Sequence Reads¶

The sequence data that is imported into the WuXi NextCODE system is part of an analysis pipeline that begins with the DNA samples taken from a subject, which are sequenced using next-generation sequencing (NGS). The overlapping sequence reads are then aligned to the reference genome and compiled into a coverage file. Individual sequence reads can be up to 250 base-pairs long.

Finally, this coverage file is compared to known variants that have been annotated with regards to their effects on the individual (i.e. their genetic traits or the likelihood of developing certain diseases). The WXNC tools are developed specifically to work with this last step in the pipeline.

In the following chapter, we will introduce some commands for working with sequence read data in the GOR query language, in particular sequence read data that is stored in BAM files.

Viewing Sequence Reads in Sequence Miner¶

Before we show each of the commands that can be performed with sequence read data, we will first show how to open the data in Sequence Miner and describe how the data can be interpreted using the tool. In the following video example, we show how to open the variation and BAM files for participants in a study and view the BAM tracks in the genome browser.

Pileup¶

The PILEUP command describes the base-pair formation at each chromosomal position. It summarizes the base calls of aligned sequence reads to a reference sequence.

Bamflag¶

The FLAG column in the sequence reads indicates settings for a number of different parameters. The BAMFLAG command expands the FLAG bitmap column into multiple Boolean (1/0) columns, which are easier to read. The table below has a list of the different parameters and their corresponding bit in the flag value.
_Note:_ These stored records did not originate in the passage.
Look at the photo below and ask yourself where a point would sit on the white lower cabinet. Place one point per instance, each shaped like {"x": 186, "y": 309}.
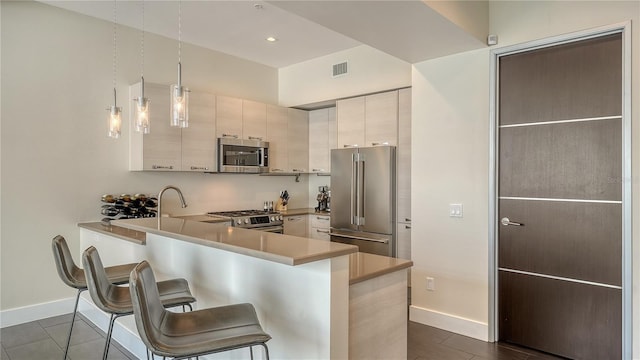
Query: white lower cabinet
{"x": 295, "y": 225}
{"x": 319, "y": 227}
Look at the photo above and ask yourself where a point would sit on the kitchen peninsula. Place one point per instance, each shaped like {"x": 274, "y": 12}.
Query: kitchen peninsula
{"x": 317, "y": 299}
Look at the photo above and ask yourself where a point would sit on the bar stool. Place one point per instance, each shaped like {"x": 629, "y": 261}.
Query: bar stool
{"x": 74, "y": 276}
{"x": 116, "y": 300}
{"x": 200, "y": 332}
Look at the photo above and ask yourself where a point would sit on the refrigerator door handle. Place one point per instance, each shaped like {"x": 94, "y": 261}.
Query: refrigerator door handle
{"x": 353, "y": 211}
{"x": 361, "y": 175}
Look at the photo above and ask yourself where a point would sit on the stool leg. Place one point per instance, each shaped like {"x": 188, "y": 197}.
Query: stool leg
{"x": 109, "y": 332}
{"x": 73, "y": 319}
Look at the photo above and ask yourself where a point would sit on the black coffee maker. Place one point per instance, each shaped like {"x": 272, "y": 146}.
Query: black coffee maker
{"x": 324, "y": 198}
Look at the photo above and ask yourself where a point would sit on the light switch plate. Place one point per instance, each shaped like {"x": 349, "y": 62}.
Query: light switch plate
{"x": 455, "y": 210}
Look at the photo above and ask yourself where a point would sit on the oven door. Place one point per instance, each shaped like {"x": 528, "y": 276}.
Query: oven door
{"x": 274, "y": 229}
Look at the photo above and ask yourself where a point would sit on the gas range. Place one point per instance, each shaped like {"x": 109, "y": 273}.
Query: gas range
{"x": 253, "y": 219}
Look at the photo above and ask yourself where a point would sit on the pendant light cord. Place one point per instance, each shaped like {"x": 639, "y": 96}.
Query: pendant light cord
{"x": 142, "y": 44}
{"x": 180, "y": 31}
{"x": 114, "y": 45}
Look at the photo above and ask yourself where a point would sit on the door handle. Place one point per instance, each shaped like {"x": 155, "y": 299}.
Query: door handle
{"x": 505, "y": 221}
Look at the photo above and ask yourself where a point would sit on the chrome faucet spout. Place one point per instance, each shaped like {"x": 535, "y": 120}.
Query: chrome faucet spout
{"x": 184, "y": 204}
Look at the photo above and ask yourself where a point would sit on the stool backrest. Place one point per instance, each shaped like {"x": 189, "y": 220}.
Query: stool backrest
{"x": 97, "y": 280}
{"x": 147, "y": 307}
{"x": 67, "y": 269}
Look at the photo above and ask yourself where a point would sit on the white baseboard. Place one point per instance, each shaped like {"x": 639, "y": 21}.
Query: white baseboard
{"x": 456, "y": 324}
{"x": 35, "y": 312}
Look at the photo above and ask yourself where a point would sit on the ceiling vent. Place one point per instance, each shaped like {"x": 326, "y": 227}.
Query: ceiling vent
{"x": 340, "y": 69}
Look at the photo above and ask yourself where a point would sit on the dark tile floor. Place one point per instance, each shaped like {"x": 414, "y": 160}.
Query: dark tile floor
{"x": 429, "y": 343}
{"x": 45, "y": 339}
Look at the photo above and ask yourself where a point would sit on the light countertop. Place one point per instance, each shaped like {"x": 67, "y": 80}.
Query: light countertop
{"x": 134, "y": 236}
{"x": 285, "y": 249}
{"x": 303, "y": 211}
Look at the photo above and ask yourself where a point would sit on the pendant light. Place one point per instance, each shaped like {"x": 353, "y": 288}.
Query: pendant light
{"x": 179, "y": 94}
{"x": 141, "y": 108}
{"x": 115, "y": 112}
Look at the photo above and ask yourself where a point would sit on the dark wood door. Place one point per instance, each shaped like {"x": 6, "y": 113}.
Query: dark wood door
{"x": 560, "y": 169}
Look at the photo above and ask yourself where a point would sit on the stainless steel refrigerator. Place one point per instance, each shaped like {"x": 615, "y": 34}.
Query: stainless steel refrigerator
{"x": 363, "y": 199}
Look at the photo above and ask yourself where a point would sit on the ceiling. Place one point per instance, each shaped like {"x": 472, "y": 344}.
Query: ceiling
{"x": 408, "y": 29}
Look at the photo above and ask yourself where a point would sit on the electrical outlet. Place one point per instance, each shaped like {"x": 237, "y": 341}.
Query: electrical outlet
{"x": 431, "y": 284}
{"x": 455, "y": 210}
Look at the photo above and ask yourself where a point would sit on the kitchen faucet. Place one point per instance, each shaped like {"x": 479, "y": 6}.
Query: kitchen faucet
{"x": 184, "y": 204}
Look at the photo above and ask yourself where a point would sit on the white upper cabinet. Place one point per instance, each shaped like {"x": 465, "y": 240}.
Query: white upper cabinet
{"x": 168, "y": 148}
{"x": 254, "y": 120}
{"x": 277, "y": 132}
{"x": 369, "y": 120}
{"x": 350, "y": 114}
{"x": 322, "y": 135}
{"x": 228, "y": 117}
{"x": 298, "y": 140}
{"x": 199, "y": 139}
{"x": 381, "y": 119}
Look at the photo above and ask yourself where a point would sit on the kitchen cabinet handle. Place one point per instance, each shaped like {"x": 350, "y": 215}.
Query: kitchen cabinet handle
{"x": 505, "y": 221}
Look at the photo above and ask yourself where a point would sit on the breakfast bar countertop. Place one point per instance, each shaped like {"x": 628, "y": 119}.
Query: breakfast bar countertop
{"x": 284, "y": 249}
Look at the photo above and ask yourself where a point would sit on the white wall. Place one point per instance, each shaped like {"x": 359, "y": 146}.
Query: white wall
{"x": 451, "y": 131}
{"x": 370, "y": 70}
{"x": 450, "y": 127}
{"x": 56, "y": 158}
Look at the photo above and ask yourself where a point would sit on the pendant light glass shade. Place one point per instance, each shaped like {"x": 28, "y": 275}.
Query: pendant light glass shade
{"x": 179, "y": 103}
{"x": 115, "y": 118}
{"x": 179, "y": 95}
{"x": 141, "y": 112}
{"x": 115, "y": 112}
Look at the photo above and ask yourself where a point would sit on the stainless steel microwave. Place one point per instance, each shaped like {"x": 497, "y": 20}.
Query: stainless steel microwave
{"x": 243, "y": 156}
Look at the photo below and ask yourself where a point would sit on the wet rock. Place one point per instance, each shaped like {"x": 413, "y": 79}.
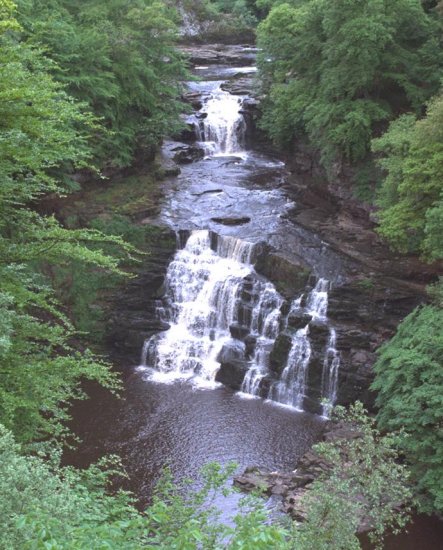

The Flag Column as expanded by BAMFLAG¶
#	Binary	Decimal	Hexadecimal	Description
1	1	1	0x1	Read paired
2	10	2	0x2	Read mapped in proper pair
3	100	4	0x4	Read unmapped
4	1000	8	0x8	Mate unmapped
5	10000	16	0x10	Read reverse strand
6	100000	32	0x20	Mate reverse strand
7	1000000	64	0x40	First in pair
8	10000000	128	0x80	Second in pair
9	100000000	256	0x100	Not primary alignment
10	1000000000	512	0x200	Read fails platform/vendor quality checks
11	10000000000	1024	0x400	Read is PCR or optical duplicate
12	100000000000	2048	0x800	Supplementary alignment

Cigarsegs¶

The CIGARSEGS command takes sequence reads from a BAM-like stream and splits them into multiple reads based on the CIGAR column in the stream.

Bases¶

The BASES command splits the SEQ column in the BAM file into the individual bases, showing the relative position within the read and the base-quality.

Variants¶

The VARIANTS command returns the variants found in sequence reads and their associated quality. The variant quality is simply the base-quality of the first position in the variants. The VARIANTS command uses sliding window sort so that variants from overlapping reads are returned in genomic order.

Liftover¶

The LIFTOVER command is used to convert GOR data from one reference genome build to another, for example from hg19 to hg38.